Hi Stefano and C-Bag! It is good to hear from you both and glad you are over the flu...there was a nasty one going around here too.
I like C-Bags idea for the buffer ball/cones. Generally they are mounted on twisted wire which you will need to be careful with. Probably wrap it with several layers of tape and maybe some foam too? I was also thinking of using a boring bar type that you could mount on the cross slide and compound to work it in with some pressure...although if you use your compounds wisely you shouldn't need a bunch of pressure.
I took a look at the medianet program and looks pretty good but they don't give a lot of details.
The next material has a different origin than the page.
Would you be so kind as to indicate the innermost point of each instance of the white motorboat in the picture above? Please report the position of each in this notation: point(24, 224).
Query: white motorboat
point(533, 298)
When I did my sound table I used TrueRTA (24 octave version) for my spectrum analyzer and found it quite easy to use, accurate (as you can be with a sound card) and mainly it has a capture feature that ports the data to Excel which was what I wanted. Lots of good settings and options but it is important to create a configuration file with your equipment to give it a base line.
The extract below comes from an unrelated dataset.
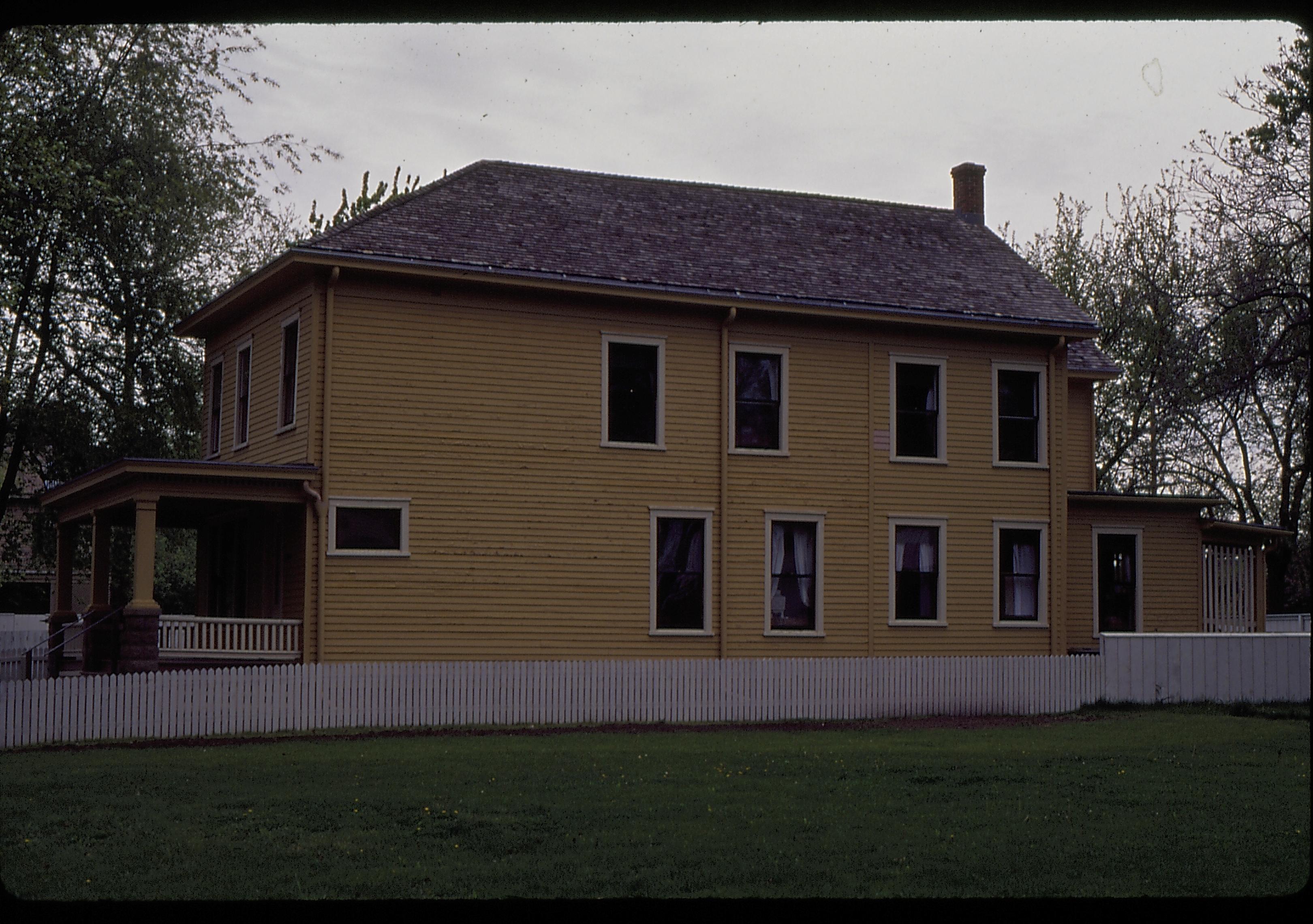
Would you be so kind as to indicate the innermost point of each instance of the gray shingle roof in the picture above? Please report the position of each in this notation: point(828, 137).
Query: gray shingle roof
point(700, 237)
As far as the mic goes I pointed it downward into the flat table. Not sure if this was correct but the db level dropped off drastically when it was perpendicular to the table. The tricky part is placement distance IMHO. For my application I needed to take 3 different heights from the table face (1", 3" & 6") in a 4" grid pattern over the table surface. Speaker measurement is another story and believe the optimum measure distance is either 1" or 1' (C-Bags friend would know better I'm sure). Room measurement is a whole other ball game!! The other most important part is what you are driving it with and how. I drove the transducers with the HP 4ch signal generator through the Art4 amp while monitoring at the transducer on my O'scope for input levels.
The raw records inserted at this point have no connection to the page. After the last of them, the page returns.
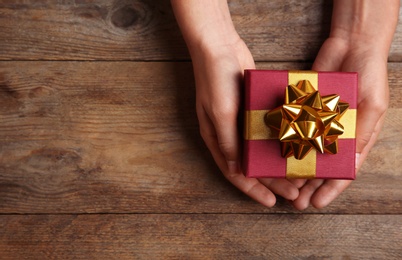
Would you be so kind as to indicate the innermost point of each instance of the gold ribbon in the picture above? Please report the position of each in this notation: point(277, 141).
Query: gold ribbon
point(256, 128)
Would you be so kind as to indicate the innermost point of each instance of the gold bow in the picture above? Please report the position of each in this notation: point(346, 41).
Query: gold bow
point(307, 120)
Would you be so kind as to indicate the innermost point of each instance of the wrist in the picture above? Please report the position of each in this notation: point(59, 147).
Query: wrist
point(206, 24)
point(367, 25)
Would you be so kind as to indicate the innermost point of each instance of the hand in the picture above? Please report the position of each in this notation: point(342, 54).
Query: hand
point(336, 55)
point(360, 39)
point(218, 74)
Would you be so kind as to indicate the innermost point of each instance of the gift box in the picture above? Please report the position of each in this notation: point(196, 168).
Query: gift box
point(271, 153)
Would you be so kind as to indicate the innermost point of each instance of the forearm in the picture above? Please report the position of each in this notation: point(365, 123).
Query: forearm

The direction curve for the mic is quite good and in reality it is well suited for room correction work but there is hardware/software and algorithms for analyzing the acoustics levels for optimum placement based on the responses to specific frequencies, pulsed, sweeps, pink/white, etc. My Marantz system has the feature built in and came with a mic. The interesting thing is it has multiple algorithms and storage options. Hard for me to get my head around it. Although I played around with building a voice analysis system to identify frequency/db ratios by octaves and to show harmonics as a subset...had to put it down finally but still think it's doable and may be worthwhile for determining stresses within the body/spirit/mind. Tuvan throat singers can actually create a binaural beats and IMHO is why it "feels" so relaxing or invigorating and adding that to an instrument or other singers in harmony or "disharmony" can invoke an amazing "well being" or health.
Ha!! C-Bag...I'm with you on the Pantograph. Ever since I saw Keith Fenner creating the boat rudders I have been on the hunt for how to do that!!
Looking forward to what you come up with Stefano...Plasma...Oh, My...shocking!